Day Two Hundred and Seven:  When Have You Arrived?

  I think we all focus too much.  That seems kind of silly, but just be.  I have this thing for people, and being around them, and I do love people but sometimes it’s nice to just be.  Take the load off, stop overplanning stop focusing on everything and take a minute and breathe.  Money isn’t everything.  It’s a lot, but it really isn’t everything.  The things these eyes have seen make up for the fact that whenever I get more than a certain amount in my bank account I want to put a downpayment on a trip.  I love the fact that things end, and I love thinking that I was once in love for a brief period of four days and it was intense and beautiful and now it’s ended and now it’s ended.    These eyes have seen more than something you’ve thought of, and I can’t see many faces or things in the first place.  Money isn’t everything but we need it, right?  And casting your vote for a corporation isn’t so bad when it’s beautiful, right?  What about options?  I like having options, but if I have too many places to apply shouldn’t maybe make a choice or two beforehand?  I like choosing when it’s good things, but I make bad decisions sometimes too, and sometimes I’m bossy and sometimes I have high expectations but I think everyone around me thinks that way too.  Oh don’t be serious every moment and dance in the rain sometimes.  Once I was in love for four months and it was intense and beautiful and then it ended.  And then it ended.

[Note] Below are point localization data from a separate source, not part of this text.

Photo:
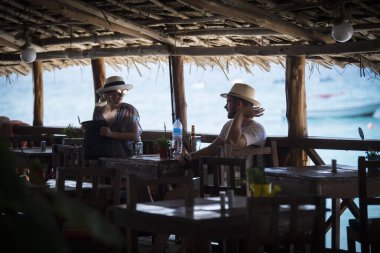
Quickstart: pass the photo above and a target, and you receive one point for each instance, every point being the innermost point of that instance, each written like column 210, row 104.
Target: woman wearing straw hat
column 123, row 119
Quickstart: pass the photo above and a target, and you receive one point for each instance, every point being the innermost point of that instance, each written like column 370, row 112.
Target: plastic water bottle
column 177, row 138
column 139, row 147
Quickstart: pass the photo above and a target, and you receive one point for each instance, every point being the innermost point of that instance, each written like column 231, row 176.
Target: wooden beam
column 121, row 21
column 101, row 39
column 252, row 14
column 296, row 104
column 86, row 18
column 38, row 119
column 17, row 43
column 357, row 47
column 179, row 90
column 98, row 74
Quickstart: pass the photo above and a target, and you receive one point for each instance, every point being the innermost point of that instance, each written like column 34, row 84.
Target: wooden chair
column 221, row 174
column 258, row 154
column 94, row 194
column 364, row 229
column 134, row 183
column 285, row 221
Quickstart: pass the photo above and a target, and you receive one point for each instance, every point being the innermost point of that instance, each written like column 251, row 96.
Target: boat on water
column 347, row 111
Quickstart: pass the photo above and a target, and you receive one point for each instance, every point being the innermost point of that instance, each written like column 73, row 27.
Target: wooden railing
column 284, row 144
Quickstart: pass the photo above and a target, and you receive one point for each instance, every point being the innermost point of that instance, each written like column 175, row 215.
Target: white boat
column 347, row 111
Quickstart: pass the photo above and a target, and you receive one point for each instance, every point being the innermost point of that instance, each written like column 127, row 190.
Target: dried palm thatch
column 206, row 32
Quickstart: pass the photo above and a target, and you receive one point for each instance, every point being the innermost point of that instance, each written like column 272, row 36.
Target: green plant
column 372, row 155
column 162, row 142
column 256, row 175
column 37, row 171
column 70, row 131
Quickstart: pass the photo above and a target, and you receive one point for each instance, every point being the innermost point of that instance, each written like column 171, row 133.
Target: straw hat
column 243, row 91
column 114, row 83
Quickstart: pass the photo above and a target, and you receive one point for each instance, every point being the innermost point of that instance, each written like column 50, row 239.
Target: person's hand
column 254, row 111
column 183, row 157
column 105, row 131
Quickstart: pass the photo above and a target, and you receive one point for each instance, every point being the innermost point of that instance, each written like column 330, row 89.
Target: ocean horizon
column 68, row 94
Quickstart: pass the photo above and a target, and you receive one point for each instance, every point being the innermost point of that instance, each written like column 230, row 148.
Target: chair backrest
column 222, row 174
column 67, row 156
column 293, row 221
column 258, row 153
column 366, row 169
column 95, row 187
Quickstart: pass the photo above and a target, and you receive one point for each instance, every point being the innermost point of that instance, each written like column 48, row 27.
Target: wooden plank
column 296, row 104
column 38, row 119
column 98, row 74
column 256, row 15
column 179, row 90
column 340, row 49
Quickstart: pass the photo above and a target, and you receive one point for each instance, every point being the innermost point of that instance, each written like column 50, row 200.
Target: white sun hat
column 114, row 83
column 243, row 91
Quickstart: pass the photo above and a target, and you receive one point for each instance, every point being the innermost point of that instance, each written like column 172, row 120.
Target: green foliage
column 257, row 176
column 70, row 131
column 372, row 155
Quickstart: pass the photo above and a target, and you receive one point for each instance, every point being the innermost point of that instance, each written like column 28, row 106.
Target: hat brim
column 116, row 87
column 253, row 101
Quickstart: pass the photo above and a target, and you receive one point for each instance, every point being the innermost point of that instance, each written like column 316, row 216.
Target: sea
column 69, row 99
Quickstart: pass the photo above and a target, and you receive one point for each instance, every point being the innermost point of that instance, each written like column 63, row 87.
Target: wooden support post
column 38, row 94
column 296, row 105
column 179, row 90
column 98, row 74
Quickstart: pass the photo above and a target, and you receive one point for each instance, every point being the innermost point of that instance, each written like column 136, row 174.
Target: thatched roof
column 205, row 32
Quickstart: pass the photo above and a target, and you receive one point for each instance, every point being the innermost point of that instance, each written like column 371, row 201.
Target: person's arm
column 234, row 135
column 130, row 135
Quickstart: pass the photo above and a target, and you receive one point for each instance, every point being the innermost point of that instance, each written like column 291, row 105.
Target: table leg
column 335, row 229
column 194, row 245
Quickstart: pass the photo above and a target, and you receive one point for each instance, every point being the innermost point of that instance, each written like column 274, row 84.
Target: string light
column 342, row 32
column 28, row 54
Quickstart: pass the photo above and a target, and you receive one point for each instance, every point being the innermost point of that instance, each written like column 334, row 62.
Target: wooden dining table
column 24, row 155
column 341, row 186
column 146, row 166
column 206, row 220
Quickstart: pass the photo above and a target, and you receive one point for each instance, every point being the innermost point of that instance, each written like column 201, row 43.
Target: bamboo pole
column 38, row 94
column 98, row 75
column 179, row 90
column 296, row 105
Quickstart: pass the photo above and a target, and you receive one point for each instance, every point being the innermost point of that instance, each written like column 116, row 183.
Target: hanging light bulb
column 28, row 54
column 342, row 32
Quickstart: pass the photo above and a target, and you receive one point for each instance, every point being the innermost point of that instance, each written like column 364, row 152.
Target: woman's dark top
column 123, row 121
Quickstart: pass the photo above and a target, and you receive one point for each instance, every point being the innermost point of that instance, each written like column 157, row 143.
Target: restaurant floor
column 145, row 244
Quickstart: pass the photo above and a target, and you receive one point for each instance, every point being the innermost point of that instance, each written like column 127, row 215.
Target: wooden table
column 148, row 166
column 340, row 186
column 26, row 154
column 200, row 224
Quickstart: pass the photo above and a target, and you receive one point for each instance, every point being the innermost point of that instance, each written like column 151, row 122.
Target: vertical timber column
column 98, row 74
column 38, row 94
column 296, row 105
column 179, row 90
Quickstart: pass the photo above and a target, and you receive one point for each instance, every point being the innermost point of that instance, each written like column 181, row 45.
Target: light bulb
column 342, row 32
column 28, row 55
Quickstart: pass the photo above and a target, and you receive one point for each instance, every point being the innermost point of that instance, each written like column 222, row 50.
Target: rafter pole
column 255, row 15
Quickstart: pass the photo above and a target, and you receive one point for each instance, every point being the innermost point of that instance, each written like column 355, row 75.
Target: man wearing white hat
column 241, row 130
column 123, row 119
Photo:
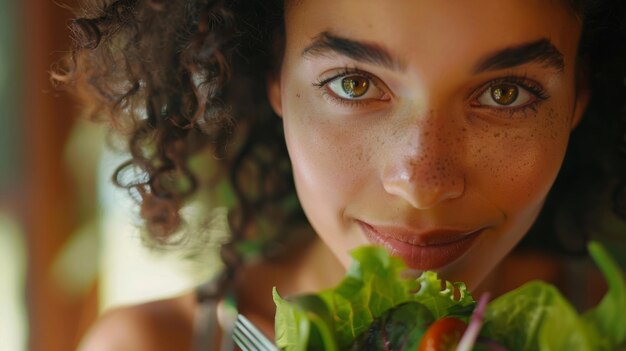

I think more things in life should be as brief as soulmates.

Is it obvious that I go back and forth on some things and other times I am so set on my opinions?  I focus on a lot of positive things on here because I think it is important to keep thinking forward, moving, always move forward, because there are always endings, they are inevitable, even if you’re a self starter who knits half a scarf and gives up there’s still an end somewhere, but the thing about it is is to anticipate it to the point where you enjoy the breathing that happens daily, or the smiles that you may or may not see, or the times where you’re singing in a car as loud as you can off key and that’s okay because it’s pat benetar and everyone knows that that’s okay, right?  It doesn’t matter, because it will all end, right?  Don’t focus, let it all be, and thinking about other things is good too.  Read the newspaper, think about someone other than yourself, buy a coffee for a friend, smile, hug lots hug everyone jesus don’t care about those social things just hug.  What is the big deal?

What is the big deal?  Life is serious, but life is beautiful.